I wrote a little story nothing big...just a little story
To someone who will never read these words:
I kept wondering if I could make myself disappear. Fold into myself so tightly and then poof ...I would be gone. I sat there straining against my body hoping to make it happen. I would be gone and all the memories too. The computer screen blinked and threatened me with a new message. I can't take it anymore. I can picture the glitter paved city streets and all our laughter. So, how did it come down to me not being enough for it all. I don't know if you will ever care or begin to imagine how much it still hurts. You've gone on to better things and forgot me. It doesn't matter what I did or how many times I tell myself it'll be okay, because right now I am not. You words haunt me. Each syllable clicking against my skin until I'm raw and bleeding again. You said you loved me then used it against me, you said you'd never leave then said you had too because of me, you said a lot of things but now I feel so empty holding onto empty words.
At first I was confused, but all along I was a project and when you couldn't fix me you broke me down and discarded part by part. If only you could have seen me all of me. It was always only part by part, problem by problem.I can't remember how many times I have had to reconnect bones to memories, tears to scars and become one again. After you ..after you was one of the most difficult. I'm happy you are happy, but not that you are fine without me. I have suffered long night, harsh words, world turned up and you..well you never have consequences...I wish I was you.

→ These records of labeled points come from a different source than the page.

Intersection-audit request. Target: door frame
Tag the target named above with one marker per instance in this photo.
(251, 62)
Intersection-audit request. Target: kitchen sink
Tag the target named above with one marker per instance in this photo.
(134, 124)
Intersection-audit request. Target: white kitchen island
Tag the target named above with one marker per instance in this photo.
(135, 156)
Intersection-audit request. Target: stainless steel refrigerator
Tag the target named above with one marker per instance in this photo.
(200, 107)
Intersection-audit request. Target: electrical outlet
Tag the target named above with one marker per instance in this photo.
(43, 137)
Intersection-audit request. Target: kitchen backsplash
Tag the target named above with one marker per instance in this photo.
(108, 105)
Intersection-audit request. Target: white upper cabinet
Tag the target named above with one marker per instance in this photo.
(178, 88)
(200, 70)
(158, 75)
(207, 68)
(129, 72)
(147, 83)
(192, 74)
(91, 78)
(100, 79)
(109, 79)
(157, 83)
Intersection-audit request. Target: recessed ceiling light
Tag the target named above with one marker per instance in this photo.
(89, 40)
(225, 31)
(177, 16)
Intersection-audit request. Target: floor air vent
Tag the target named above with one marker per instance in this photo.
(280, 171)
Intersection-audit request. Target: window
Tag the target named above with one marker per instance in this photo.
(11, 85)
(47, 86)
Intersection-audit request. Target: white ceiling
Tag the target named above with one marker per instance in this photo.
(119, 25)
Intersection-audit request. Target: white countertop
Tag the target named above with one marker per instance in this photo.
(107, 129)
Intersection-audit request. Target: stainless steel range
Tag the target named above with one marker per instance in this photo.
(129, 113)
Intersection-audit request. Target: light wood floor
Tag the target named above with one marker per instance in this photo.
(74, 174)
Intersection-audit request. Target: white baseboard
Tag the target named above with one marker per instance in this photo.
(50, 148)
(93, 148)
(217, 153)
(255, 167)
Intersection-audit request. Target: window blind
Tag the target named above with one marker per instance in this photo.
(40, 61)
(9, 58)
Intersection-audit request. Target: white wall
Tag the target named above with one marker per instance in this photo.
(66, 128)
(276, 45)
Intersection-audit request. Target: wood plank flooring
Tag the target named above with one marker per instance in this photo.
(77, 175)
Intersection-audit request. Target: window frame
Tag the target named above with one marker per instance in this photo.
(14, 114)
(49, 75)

Each step I take I take softly , but you run, walk, stomp, dance where you want and it does not matter what happens. No one will ever fault you.

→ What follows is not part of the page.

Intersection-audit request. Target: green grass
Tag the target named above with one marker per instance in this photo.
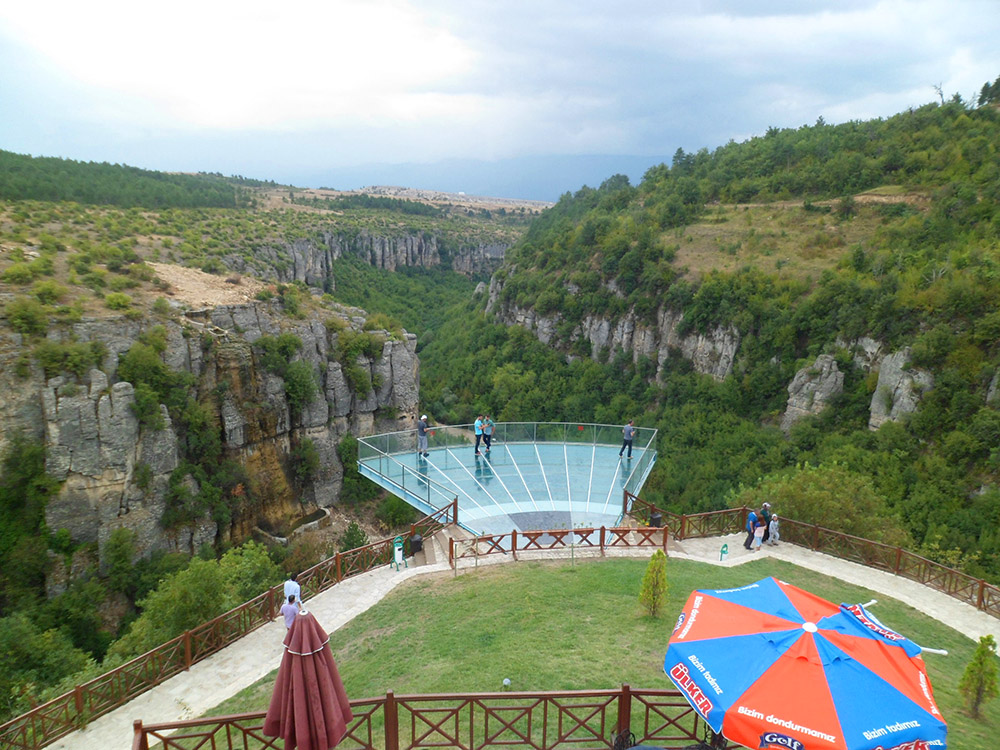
(556, 626)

You said it was about you. It was always about you. You said you loved me. You called me names and laughed at me.I'm not blaming you ... not at all. I just wish for a few seconds you could feel what i do, see what i see...that will never happen. Its on your terms. But you lost me..you pushed me away the second you told me I was not good enough , not what you wanted, not what you needed, not well....
you make me feel...you make me feel...like I am not all there, not good enough, not worth it. Like I should be so happy that you stuck with me so long. You wanna know something none of those things spell love...none. But I love you..I wish I could stop. I wish betrayal was enough to make me not even care about you, but I care more...That is love.
I know you will be fine. I know your life will be happy.I know you are fine. I know you are happy
I know I will be fine. I know I will be happy. I know you are fine. I know you are happy.